Absolute humidity is the actual amount of the water vapor in a mixture of air and water. It is expressed either in grams per cubic meter or pounds per cubic foot. The amount of water vapor that can be present in the air is dependent upon the temperature and pressure. The higher the temperatures, the more water vapor the air is capable of holding, assuming constant pressure. When air has all the water vapor it can hold at the prevailing temperature and pressure, it is said to be saturated.
Relative humidity is the ratio of the amount of water vapor actually present in the atmosphere to the amount that would be present if the air were saturated at the prevailing temperature and pressure. This ratio is usually multiplied by 100 and expressed as a percentage. Suppose, for example, that a weather report includes the information that the temperature is 75°F and the relative humidity is 56 percent. This indicates that the air holds 56 percent of the water vapor required to saturate it at 75°F. If the temperature drops and the absolute humidity remains constant, the relative humidity will increase. This is because less water vapor is required to saturate the air at the lower temperature.

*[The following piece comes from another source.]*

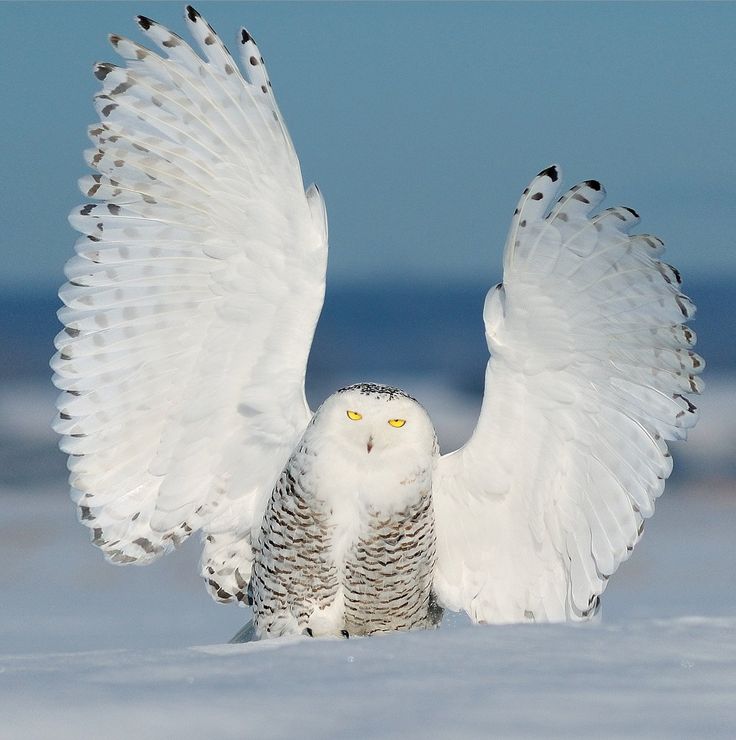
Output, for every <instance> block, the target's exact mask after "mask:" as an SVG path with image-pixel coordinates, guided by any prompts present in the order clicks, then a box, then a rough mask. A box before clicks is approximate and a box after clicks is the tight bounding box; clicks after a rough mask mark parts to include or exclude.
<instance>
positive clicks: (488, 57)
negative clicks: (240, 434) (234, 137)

The dew point is the temperature to which humid air must be cooled at constant pressure to become saturated. If the temperature drops below the dew point, condensation occurs. People who wear eyeglasses have experience going from cold outside air into a warm room and having moisture collect quickly on their glasses. This happens because the glasses were below the dew point temperature of the air in the room. The air immediately in contact with the glasses was cooled below its dew point temperature, and some of the water vapor was condensed out. This principle is applied in determining the dew point. A vessel is cooled until water vapor begins to condense on its surface. The temperature at which this occurs is the dew point.
Vapor pressure is the portion of atmospheric pressure that is exerted by the moisture in the air (expressed in tenths of an inch of mercury). The dew point for a given condition depends on the amount of water pressure present; thus, a direct relationship exists between the vapor pressure and the dew point.